Of course there are no "vintage" DACs and servers etc. (depending of course on what one counts as vintage), but there are not too many modern DACs I would take over a 20-year old Audio Note DAC 5 signature--these still sound very good.

Yes I have used a Marantz 2285. I had it for about a years while I fixed it up for my dad and gave it back to him. At the time I had a Peach tree Deco (one of their first models) and I ran a pair of B&W 703s with the Marantz 2285 to try it out. It was years ago so from memory….. the 2285 had better bass with more or a rich sound to it. I did not really notice much loss in detail. In a small room it was more than loud enough. But and a big but, on all old piece the volume pot/buttons were corroded and had little stuff like that needed fixed. 
 

for me unless you like the look or owned one in the past it would not be something I would go buy. As an estate sale purchase/garage sale find, yes 100% go for it.  

@glennewdick @viethluu I think the question is pretty clear.  I gave examples of exactly what I'd be comparing against on the old side. and my virtual system tells you I run a Luxman 509x today.  

 

I've owned vintage Luxman gear from the early 80's specifically the L560 the predecessor to the current class A models. and I would put that amp up against any current amps. and it had 50wpc pure class A not the 30wpc the current one has. 

I've restored 4 Sansui professional series amps, preamps and tuners all with surprisingly good results. the Sansui CA200 preamp was in my main system for a couple years while i looked for a preamp, had to spend big on a McIntosh C2700 tube preamp to supplant it. so yes, some vintage gear holds up quite well to modern stuff. just depends greatly on which vintage stuff you're talking about.

go ask a Altec, western electric speaker guy what they think. Or vintage Tannoy gold's many love them, maybe a Sansui Au111 integrated tube amp (that sell for over $5k now).  

I had the MARANTZ 2245 and JBL L100’s in my college dorm back in the Jurassic Era of this wacky hobby ( the ‘70’s).

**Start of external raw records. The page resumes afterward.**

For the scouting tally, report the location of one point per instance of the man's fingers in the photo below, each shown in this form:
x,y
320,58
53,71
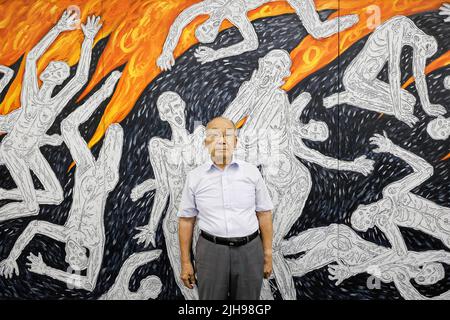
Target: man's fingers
x,y
186,282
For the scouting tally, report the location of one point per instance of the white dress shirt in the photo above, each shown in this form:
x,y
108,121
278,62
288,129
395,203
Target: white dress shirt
x,y
225,201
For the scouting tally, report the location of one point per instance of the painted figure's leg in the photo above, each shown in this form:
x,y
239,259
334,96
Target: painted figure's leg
x,y
20,172
306,10
170,229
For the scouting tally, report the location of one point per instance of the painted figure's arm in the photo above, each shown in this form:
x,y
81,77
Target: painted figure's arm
x,y
250,42
87,282
444,10
7,121
422,170
9,266
30,81
7,76
361,165
166,59
419,64
147,233
90,30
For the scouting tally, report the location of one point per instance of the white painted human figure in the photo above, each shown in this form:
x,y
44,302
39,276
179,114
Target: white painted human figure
x,y
84,228
439,128
353,255
171,160
272,137
150,287
235,11
399,207
6,78
447,82
19,150
444,10
364,90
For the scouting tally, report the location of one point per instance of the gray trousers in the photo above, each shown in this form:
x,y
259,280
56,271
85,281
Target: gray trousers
x,y
225,272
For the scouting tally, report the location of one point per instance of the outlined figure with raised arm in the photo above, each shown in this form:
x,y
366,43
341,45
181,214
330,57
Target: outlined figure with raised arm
x,y
235,11
364,90
171,160
447,82
399,207
444,10
19,150
272,137
439,128
306,10
353,255
150,287
84,228
6,78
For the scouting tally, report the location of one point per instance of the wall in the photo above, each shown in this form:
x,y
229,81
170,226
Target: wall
x,y
94,158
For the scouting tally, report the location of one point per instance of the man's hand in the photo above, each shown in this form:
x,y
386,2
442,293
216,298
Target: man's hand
x,y
165,61
205,54
435,110
8,267
409,119
68,21
383,143
363,165
267,264
146,236
53,140
445,11
339,273
36,264
91,27
187,275
110,83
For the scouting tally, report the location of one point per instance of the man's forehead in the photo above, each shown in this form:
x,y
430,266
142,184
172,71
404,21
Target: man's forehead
x,y
219,124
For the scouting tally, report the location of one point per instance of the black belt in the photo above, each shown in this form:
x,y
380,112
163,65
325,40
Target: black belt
x,y
234,242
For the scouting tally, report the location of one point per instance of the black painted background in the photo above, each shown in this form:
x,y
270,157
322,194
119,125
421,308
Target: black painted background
x,y
207,90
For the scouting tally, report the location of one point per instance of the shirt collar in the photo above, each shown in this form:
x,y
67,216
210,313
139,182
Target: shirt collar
x,y
211,165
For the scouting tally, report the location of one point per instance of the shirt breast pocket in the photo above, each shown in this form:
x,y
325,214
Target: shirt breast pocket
x,y
243,195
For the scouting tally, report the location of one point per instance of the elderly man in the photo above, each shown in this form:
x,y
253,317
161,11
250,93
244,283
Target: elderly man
x,y
234,211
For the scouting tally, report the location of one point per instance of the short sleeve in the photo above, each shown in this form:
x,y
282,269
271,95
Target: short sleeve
x,y
263,201
187,208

It was considered a top performer in ITS era (emphasis added).

In brief, even today’s modestly priced strata equipment will best it. The large myriad of today’s available options of a perceived “ top performer” will smoke it …. Not even close.

”Vintage” in audio just means “old“ , Ok ….that has some ad hoc nostalgia appeal to a select few cohort today. Fine …. Each to his own …. Carry on.
A good example of this type of pure nostalgia appeal would be with the 60’s classic car enthusiasts. A bit of fun with resurrected memories of a misspent youth, but never a contender for performance with a comparison to today’s buzzillion offerings.

@akg_ca

+1

I still have my Marantz 2040… which I occationally bring out… I have thought of having it reconditioned just for fun, it sounds terrible. But I know from following the progression of audio decade by decade that the progression goes only one way… better.

Now if you just loved the warm sound and glow of tubed sound of the fifties, most likely you will be incredibly disappointed to hear it again… unless your emotional connection overrides the reality of the sound.